Chandler is quiet. He’s touched. He’s happy.

Over the years, Perry’s Emmy-nominated role on “Friends” took on added dimension. He ferociously battled addiction, including most of his 10 seasons playing Chandler, and the iconic character’s lingering melancholy, routinely masked by an onslaught of jokes, became inextricable from the actor playing him. Perry would confront the darker aspects of himself and his humor in follow-up sitcoms like “Go On” (as a grieving widower) and “Mr. Sunshine” (a manager of a sports arena who’s plagued by disappointments and chaos). Neither show would last, perhaps because the parallels between part and player were too clear. His “Go On” character, Ryan King, is a sportscaster whose job in the public eye forces him into a support group so he can mourn his wife while getting back to work. Ben Donovan (his role on “Mr. Sunshine”) has to watch the love of his life date his best friend, every day, because they all work together. Sadness hung over Perry’s post-“Friends” work, even when fans made it clear they only wanted him to be happy — or, at least, fake it.
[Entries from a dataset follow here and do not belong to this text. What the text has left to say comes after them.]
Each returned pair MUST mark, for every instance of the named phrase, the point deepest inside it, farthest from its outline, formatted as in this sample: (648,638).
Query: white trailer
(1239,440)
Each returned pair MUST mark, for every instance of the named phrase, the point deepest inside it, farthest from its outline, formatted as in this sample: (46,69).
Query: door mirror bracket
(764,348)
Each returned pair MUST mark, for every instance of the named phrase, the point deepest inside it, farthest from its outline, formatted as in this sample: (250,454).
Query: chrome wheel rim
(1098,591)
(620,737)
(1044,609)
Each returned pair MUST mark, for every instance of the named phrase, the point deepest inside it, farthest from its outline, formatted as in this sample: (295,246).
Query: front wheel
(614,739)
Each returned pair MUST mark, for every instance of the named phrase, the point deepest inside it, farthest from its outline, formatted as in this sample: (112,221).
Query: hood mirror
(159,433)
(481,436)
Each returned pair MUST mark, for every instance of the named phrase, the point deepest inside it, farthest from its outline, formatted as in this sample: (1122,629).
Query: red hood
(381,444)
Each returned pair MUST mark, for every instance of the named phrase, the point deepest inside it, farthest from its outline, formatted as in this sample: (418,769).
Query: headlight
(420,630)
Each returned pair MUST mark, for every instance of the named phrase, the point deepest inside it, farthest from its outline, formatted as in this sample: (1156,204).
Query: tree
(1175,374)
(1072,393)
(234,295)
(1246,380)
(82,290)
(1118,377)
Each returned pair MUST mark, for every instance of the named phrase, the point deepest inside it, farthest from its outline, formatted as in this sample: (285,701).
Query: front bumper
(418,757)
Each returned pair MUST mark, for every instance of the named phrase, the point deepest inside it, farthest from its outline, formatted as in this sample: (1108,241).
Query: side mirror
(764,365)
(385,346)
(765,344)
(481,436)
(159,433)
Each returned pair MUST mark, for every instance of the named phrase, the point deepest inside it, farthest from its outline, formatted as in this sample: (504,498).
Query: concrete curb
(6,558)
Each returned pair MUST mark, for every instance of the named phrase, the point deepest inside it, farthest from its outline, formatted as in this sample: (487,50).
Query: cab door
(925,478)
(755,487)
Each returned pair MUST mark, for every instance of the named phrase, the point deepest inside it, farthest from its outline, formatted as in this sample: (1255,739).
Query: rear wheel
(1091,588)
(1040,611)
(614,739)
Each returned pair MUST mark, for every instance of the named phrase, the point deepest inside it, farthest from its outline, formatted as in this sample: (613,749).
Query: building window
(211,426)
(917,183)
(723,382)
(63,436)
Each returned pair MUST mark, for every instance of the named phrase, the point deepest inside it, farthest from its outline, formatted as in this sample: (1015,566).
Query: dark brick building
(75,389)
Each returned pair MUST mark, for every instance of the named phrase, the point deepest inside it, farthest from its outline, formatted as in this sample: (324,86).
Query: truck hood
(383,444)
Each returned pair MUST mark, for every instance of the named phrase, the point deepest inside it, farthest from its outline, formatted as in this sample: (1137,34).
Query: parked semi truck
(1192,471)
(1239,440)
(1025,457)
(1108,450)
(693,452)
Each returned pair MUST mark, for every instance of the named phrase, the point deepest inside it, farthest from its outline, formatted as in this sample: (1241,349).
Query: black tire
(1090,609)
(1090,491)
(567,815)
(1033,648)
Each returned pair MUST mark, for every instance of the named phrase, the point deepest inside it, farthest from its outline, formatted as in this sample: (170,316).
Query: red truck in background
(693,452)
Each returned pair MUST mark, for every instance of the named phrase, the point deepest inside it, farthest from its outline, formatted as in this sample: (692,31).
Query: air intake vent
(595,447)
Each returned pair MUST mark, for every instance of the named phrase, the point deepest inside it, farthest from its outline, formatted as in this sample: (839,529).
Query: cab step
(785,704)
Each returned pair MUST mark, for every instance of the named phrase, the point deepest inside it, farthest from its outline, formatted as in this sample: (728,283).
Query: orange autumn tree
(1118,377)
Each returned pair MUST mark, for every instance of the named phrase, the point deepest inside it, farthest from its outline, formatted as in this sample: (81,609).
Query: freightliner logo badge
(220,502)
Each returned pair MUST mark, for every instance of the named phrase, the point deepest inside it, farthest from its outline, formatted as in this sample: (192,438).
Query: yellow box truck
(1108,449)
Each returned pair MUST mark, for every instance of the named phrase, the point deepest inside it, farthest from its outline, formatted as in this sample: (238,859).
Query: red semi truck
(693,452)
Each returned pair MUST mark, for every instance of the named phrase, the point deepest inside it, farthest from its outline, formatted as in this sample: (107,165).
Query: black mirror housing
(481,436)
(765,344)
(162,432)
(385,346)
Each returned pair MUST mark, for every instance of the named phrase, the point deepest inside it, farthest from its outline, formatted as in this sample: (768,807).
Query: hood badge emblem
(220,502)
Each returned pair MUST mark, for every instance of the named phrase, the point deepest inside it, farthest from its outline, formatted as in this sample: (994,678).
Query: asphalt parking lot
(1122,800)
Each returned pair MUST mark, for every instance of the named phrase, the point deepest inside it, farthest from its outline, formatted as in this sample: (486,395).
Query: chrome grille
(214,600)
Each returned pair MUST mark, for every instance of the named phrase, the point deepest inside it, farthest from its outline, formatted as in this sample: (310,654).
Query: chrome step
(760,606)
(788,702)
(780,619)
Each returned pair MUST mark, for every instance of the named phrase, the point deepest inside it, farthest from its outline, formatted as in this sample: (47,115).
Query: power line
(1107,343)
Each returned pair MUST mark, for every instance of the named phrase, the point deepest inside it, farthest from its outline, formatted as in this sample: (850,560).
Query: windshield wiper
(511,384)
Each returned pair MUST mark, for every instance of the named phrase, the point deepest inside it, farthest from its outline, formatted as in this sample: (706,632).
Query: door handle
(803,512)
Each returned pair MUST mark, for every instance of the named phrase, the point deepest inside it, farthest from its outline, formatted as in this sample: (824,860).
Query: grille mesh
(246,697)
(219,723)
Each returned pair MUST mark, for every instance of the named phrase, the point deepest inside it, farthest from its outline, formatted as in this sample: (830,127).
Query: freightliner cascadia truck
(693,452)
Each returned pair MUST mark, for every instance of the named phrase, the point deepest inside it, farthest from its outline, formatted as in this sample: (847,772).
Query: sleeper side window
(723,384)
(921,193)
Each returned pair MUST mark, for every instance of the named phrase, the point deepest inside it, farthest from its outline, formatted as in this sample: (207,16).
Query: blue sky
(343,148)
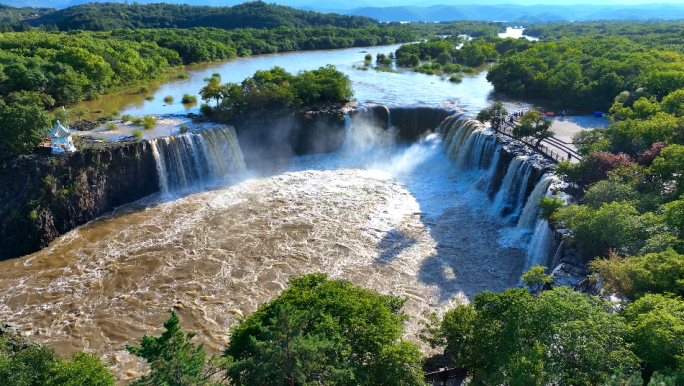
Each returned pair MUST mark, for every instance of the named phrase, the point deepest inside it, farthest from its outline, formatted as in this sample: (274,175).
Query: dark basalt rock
(290,133)
(15,340)
(42,197)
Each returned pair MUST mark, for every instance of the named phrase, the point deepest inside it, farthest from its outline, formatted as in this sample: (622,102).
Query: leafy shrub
(148,122)
(205,109)
(38,365)
(78,113)
(334,329)
(646,158)
(607,191)
(596,166)
(548,206)
(173,357)
(277,89)
(187,99)
(545,339)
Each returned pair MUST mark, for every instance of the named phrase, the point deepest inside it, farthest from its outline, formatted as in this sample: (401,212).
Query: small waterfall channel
(191,159)
(515,182)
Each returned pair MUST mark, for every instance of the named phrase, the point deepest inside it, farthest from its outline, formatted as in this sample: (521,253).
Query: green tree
(668,166)
(535,278)
(328,331)
(23,122)
(78,113)
(174,360)
(516,338)
(635,276)
(674,103)
(493,114)
(532,125)
(613,226)
(657,332)
(31,364)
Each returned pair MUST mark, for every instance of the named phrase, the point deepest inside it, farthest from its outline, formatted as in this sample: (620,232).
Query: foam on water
(398,219)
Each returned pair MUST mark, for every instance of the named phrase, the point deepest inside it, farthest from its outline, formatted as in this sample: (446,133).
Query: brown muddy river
(399,219)
(394,219)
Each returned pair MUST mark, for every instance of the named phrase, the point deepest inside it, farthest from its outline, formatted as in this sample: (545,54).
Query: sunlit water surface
(394,219)
(402,88)
(397,219)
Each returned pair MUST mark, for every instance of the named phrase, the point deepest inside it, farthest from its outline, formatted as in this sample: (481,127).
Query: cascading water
(510,197)
(529,215)
(191,158)
(472,147)
(540,245)
(542,237)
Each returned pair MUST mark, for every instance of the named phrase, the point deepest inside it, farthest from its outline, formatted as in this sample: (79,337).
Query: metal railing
(444,375)
(507,129)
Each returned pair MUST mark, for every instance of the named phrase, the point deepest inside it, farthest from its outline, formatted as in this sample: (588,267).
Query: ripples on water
(405,88)
(400,219)
(391,218)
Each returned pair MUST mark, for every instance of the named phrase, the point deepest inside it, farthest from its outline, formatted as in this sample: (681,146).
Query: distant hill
(518,12)
(17,15)
(257,14)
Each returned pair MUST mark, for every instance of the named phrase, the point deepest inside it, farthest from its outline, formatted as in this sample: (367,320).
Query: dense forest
(274,90)
(257,14)
(17,15)
(554,31)
(587,74)
(40,70)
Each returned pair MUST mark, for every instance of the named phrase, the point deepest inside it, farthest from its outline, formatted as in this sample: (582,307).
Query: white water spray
(188,159)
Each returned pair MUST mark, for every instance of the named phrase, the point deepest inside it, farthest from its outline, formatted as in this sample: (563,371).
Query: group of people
(547,113)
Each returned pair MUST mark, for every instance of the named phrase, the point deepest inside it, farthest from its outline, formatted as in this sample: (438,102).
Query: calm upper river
(401,219)
(403,88)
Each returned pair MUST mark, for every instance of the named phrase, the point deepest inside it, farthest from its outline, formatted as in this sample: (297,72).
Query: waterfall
(530,213)
(540,245)
(188,159)
(512,192)
(472,147)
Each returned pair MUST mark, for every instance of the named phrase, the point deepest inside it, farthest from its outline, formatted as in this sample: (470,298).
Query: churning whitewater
(414,219)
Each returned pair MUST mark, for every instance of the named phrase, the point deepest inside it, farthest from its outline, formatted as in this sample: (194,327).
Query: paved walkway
(566,127)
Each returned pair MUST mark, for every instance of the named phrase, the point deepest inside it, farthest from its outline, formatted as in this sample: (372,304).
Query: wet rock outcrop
(43,197)
(290,133)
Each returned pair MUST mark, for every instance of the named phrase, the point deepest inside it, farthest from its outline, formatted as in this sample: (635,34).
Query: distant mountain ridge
(256,14)
(517,12)
(114,15)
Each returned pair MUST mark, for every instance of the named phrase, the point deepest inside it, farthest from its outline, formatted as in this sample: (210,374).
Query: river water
(402,88)
(398,219)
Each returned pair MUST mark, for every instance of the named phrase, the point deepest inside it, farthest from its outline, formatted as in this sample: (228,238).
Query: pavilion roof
(58,132)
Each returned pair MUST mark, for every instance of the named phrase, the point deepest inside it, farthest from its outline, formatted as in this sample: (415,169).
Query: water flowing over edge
(473,147)
(192,159)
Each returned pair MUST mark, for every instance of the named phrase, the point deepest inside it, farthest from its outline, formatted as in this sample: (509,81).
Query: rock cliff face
(44,197)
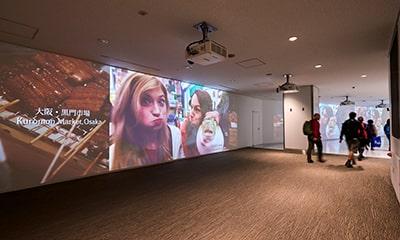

Aaron Sorkin’s serious take on sketch comedy, “Studio 60 on the Sunset Strip,” is the most notorious flop, though Perry found repeated success in dramatic roles. Three of his five Emmy nominations came for dramas (two guest stints on “The West Wing,” which led to “Studio 60,” and his lead role in the TNT movie, “The Ron Clark Story”), and his work with Robert and Michelle King in “The Good Wife” and “The Good Fight” flashed a level of villainous potential only available to him once he got some distance from Chandler Bing. Watch “The Good Fight” Season 1, Episode 4, where his deceitful lawyer Mike Kresteva cooks up one doozy of a dastardly con. Perry’s eyes, when forced to reckon with how brazen a fraud he’s embarked upon, betray no regret, no sadness. Instead, there’s a level of understanding and acceptance that’s terrifying in its debasement (and familiarity).

Perry’s untimely passing feels especially tragic in this light. Given last year’s candid autobiography, the chapter-closing nature of 2021’s “Friends” reunion, and the growing opportunities for him outside of sitcoms, a second act felt imminent. Perry had plenty more to give. Even at Chandler’s cultural peak, it was clear the man behind him wasn’t purely a comic. He could go big, and his skill as a humorist cannot be overstated, but so many of his greatest lines were pithy or tossed off. They found the honesty in the moment, his sarcasm grounded in natural timing that made even the baldest jokes fit the conversational patter. Like the other “Friends,” he made you believe Chandler could be part of your group at home; like he could plop down next to you at the coffee house or pop in to your apartment for Thanksgiving. Sure, Perry was the funny one. But he was also a real one.